Fils prodigue
La première incursion de Claude Poissant chez Michel Tremblay est fort réussie
Si les pièces écrites par Michel Tremblay dans les années 1970 résonnent encore à ce point dans le Québec des années 2010, c’est certainement parce que la quête de liberté, d’amour et d’identité qu’elles décrivent n’a pas pris une ride. Si leurs vêtements et leurs coiffures sont d’un temps révolu, si leur diction et leurs expressions appartiennent à une autre époque, les rêves d’indépendance individuelle et collective des personnages de Bonjour, là, bonjour, 44 ans plus tard, n’ont rien perdu de leur pertinence.
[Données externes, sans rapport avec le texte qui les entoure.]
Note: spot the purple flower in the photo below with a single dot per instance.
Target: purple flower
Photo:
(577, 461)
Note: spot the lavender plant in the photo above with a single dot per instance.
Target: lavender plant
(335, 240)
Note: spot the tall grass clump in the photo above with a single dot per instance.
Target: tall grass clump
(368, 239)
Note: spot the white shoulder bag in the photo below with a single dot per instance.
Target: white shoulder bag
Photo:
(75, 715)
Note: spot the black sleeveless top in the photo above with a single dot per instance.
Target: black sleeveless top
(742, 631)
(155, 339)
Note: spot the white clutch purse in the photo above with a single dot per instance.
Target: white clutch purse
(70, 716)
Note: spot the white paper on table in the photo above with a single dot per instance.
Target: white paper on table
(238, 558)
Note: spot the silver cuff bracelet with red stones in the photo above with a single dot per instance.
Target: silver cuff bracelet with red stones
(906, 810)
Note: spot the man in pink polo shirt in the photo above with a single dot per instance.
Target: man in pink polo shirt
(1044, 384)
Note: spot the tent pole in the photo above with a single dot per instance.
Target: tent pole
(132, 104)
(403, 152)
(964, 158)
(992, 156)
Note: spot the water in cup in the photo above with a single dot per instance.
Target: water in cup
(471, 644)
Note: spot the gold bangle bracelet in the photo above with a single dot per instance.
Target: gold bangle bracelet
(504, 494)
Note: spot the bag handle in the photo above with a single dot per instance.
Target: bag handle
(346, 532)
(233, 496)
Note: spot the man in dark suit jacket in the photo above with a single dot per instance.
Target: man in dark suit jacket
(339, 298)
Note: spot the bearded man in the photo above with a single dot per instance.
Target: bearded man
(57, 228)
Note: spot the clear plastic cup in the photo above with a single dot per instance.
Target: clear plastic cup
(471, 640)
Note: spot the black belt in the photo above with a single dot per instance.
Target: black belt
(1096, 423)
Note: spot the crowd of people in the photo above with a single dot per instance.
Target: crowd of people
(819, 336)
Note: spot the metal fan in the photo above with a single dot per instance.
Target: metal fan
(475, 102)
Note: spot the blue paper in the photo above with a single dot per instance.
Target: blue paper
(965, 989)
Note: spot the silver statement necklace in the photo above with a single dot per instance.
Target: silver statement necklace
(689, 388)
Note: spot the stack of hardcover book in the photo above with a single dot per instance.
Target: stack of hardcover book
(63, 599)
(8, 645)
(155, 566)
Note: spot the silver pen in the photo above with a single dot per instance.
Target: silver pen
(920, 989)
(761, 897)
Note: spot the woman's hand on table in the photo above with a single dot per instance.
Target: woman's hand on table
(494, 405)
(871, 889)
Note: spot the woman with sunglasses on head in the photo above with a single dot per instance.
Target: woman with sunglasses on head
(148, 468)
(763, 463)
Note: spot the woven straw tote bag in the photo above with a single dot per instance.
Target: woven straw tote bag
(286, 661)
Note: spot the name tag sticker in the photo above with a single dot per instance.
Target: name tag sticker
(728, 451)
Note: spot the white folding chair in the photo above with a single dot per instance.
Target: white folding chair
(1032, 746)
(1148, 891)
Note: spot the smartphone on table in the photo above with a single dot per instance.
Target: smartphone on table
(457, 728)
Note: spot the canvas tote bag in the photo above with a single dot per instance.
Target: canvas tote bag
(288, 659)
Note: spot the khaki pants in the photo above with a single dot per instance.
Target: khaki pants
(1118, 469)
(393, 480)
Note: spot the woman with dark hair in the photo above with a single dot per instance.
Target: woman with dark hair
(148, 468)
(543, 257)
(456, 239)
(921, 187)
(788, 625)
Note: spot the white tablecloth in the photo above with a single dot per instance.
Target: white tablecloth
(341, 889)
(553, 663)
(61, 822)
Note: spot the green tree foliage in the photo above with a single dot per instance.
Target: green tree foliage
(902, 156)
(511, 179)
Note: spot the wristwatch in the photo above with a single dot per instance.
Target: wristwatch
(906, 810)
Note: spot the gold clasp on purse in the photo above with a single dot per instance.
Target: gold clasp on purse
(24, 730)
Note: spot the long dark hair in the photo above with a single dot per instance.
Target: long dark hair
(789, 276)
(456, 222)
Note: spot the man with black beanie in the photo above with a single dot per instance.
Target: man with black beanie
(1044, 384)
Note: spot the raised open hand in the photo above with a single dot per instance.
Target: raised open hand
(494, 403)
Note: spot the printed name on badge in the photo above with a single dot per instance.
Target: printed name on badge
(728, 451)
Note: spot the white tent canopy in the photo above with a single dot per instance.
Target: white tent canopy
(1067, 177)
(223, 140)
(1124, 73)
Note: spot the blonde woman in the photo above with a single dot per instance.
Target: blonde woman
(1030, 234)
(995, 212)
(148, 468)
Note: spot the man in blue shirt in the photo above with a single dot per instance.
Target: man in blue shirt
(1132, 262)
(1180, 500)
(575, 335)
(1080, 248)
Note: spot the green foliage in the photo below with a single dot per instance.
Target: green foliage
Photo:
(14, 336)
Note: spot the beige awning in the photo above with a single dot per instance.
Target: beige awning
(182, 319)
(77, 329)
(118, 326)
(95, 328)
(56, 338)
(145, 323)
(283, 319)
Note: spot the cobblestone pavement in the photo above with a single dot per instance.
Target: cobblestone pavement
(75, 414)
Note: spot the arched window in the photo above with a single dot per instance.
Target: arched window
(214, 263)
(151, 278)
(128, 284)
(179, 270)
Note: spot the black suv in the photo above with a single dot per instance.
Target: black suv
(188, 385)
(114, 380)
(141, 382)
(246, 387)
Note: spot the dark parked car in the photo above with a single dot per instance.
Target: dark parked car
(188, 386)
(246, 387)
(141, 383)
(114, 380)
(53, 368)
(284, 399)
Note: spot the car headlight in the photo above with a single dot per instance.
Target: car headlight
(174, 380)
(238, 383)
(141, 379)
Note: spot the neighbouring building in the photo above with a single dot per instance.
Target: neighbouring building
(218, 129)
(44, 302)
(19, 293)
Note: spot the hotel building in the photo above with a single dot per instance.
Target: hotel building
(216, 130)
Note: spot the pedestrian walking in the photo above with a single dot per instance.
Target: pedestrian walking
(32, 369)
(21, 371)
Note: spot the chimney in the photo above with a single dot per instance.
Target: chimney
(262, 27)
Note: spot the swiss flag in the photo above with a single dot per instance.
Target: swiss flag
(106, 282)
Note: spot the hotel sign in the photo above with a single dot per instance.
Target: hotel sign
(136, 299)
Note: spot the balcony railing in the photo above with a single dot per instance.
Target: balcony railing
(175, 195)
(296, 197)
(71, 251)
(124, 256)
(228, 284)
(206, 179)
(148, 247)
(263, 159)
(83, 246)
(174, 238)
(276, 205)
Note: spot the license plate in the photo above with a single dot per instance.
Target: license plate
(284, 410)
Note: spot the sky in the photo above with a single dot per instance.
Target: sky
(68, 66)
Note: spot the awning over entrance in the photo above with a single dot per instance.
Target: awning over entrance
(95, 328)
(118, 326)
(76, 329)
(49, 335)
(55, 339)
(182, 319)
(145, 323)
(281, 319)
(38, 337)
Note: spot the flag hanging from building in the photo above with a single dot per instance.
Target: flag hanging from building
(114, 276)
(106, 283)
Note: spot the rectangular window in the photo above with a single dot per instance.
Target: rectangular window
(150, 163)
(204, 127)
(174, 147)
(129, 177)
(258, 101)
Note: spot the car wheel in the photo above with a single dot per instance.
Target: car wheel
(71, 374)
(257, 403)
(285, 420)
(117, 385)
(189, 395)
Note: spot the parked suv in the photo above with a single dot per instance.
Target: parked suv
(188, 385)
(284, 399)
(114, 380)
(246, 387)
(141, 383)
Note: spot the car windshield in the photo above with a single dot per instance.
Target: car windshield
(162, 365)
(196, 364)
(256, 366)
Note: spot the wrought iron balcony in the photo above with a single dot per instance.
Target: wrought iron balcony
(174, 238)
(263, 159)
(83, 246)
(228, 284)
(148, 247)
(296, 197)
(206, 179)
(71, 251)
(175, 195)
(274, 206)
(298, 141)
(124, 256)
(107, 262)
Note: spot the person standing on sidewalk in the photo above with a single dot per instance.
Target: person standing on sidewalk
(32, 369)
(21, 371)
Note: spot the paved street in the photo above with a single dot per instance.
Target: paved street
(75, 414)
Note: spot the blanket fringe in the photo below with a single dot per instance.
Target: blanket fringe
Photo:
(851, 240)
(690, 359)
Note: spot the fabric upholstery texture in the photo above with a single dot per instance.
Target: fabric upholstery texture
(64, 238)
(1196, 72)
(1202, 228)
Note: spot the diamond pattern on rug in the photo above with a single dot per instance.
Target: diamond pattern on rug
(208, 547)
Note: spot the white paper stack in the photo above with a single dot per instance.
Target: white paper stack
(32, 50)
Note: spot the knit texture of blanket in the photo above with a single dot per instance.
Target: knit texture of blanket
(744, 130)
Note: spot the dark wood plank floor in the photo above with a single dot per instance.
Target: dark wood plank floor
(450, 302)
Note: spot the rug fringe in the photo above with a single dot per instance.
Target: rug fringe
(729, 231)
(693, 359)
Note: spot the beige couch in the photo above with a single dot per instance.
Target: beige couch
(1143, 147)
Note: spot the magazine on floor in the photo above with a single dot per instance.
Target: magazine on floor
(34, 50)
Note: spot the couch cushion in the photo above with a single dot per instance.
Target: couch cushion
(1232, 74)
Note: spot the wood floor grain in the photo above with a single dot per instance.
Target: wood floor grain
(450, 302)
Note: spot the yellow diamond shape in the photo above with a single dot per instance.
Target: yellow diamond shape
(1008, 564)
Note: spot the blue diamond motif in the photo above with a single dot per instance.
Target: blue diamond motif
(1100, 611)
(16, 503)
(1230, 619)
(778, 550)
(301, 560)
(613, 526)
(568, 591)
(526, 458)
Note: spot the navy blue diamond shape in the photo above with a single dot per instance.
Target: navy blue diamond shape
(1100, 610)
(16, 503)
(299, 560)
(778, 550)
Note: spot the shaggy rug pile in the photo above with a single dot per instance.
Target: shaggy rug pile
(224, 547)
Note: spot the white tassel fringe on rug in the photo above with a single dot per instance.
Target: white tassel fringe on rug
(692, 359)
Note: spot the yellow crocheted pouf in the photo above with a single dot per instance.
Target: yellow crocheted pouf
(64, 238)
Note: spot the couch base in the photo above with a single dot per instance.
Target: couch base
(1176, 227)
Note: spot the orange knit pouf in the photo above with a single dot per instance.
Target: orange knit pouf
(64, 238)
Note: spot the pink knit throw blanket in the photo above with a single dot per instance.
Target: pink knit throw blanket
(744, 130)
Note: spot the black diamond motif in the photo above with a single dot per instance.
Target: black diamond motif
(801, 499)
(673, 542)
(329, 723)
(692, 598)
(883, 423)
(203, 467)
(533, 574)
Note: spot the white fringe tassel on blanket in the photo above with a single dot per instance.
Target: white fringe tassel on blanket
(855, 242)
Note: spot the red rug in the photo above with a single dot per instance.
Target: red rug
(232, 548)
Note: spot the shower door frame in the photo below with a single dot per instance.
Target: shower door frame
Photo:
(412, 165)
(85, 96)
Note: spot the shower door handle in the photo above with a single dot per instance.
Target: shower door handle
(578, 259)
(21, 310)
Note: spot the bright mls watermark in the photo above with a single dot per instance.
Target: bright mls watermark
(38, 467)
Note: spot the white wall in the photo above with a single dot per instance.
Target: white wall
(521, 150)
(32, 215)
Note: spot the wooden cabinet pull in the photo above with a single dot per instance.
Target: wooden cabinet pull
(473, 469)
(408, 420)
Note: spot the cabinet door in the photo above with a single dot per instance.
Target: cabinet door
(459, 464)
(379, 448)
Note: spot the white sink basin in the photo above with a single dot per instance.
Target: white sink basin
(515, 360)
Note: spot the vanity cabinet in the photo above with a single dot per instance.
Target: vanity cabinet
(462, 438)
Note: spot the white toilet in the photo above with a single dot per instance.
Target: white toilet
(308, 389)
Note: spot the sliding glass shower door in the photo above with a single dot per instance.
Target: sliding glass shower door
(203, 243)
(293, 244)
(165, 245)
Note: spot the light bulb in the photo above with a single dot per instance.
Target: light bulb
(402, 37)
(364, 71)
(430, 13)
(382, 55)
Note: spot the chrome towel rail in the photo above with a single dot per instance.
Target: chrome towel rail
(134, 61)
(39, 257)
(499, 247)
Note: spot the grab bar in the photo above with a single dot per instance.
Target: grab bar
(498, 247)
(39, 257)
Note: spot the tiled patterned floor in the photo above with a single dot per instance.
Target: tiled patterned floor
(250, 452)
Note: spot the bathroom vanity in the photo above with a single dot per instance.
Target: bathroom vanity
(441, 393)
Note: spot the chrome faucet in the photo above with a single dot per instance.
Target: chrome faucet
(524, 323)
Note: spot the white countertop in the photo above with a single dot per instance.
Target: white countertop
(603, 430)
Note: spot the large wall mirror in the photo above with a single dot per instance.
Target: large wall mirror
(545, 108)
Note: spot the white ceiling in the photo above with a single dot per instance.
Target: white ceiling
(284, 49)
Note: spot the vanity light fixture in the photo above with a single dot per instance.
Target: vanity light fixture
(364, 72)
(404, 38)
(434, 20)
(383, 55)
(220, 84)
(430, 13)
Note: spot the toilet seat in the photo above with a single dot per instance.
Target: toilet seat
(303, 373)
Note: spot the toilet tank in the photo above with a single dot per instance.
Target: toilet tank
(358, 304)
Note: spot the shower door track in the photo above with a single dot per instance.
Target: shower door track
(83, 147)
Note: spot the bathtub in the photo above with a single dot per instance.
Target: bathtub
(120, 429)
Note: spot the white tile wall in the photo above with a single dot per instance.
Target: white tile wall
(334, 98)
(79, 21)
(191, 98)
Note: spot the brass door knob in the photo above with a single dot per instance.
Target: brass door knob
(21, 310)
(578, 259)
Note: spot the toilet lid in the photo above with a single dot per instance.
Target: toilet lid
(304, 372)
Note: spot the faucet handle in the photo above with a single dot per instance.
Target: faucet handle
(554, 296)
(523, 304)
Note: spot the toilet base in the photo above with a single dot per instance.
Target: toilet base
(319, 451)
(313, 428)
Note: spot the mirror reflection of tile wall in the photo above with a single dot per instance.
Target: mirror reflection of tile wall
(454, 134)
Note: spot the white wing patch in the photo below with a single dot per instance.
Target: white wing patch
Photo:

Au centre du tableau, au coeur de l’octuor, il y a Serge, l’enfant prodigue de retour dans sa patrie après trois mois en Europe. C’est le cadet de la famille, mais aussi le premier à traverser l’Atlantique. Profondément influencée par la musique, éminemment chorale, la pièce se déroule pour ainsi dire dans l’esprit de Serge, une scène où s’invitent allègrement ses proches, la plupart du temps pour l’invectiver, ou alors pour obtenir quelque chose de lui.
Incarné avec une admirable intériorité par Francis Ducharme, le jeune héros apparaît d’abord chez son père, Armand (Gilles Renaud), un homme abîmé par la vie, rendu sourd par le travail, qui habite avec ses soeurs aigries, Charlotte (Annette Garant) et Gilberte (Diane Lavallée).
On découvre ensuite les soeurs de Serge: Lucienne (Sandrine Bisson), mal mariée à un riche anglophone, Monique (Mireille Brullemans), délaissée et on ne peut plus dépressive, Denise (Geneviève Schmidt), qui peut toujours compter sur la nourriture, et finalement Nicole (Mylène Mackay), la plus jeune, celle avec qui le héros entretient depuis sa tendre enfance un rapport amoureux.
Dans ce grand tabou, celui de l’inceste, qui occupe une place fondamentale dans l’oeuvre de Tremblay, se cristallise tout le tragique de la pièce. La relation de Serge et Nicole est une métaphore, vous l’aurez compris, celle de toutes les amours interdites, de toutes les différences qui ébranlent les colonnes du temple.
La mise en scène de Claude Poissant, sa première incursion dans l’univers de Tremblay, est limpide. Dans une pièce unique, trouée de portes, à n’en pas douter le théâtre de sa conscience, Serge règle des comptes avec les siens, avec leur amour étouffant. Sur les murs sont projetés les dorures de Versailles, ou peut-être est-ce l’opulence kitsch du salon d’une « belle maison de soixante mille piasses à Cartierville ».
Quand la vérité surgit, le plateau s’éclaire, puis se décloisonne. Un tableau dansé entre les amants lumineux nous prend à la gorge. La dernière scène entre le père et le fils est poignante. L’intime est juste assez politique. Difficile de demander mieux.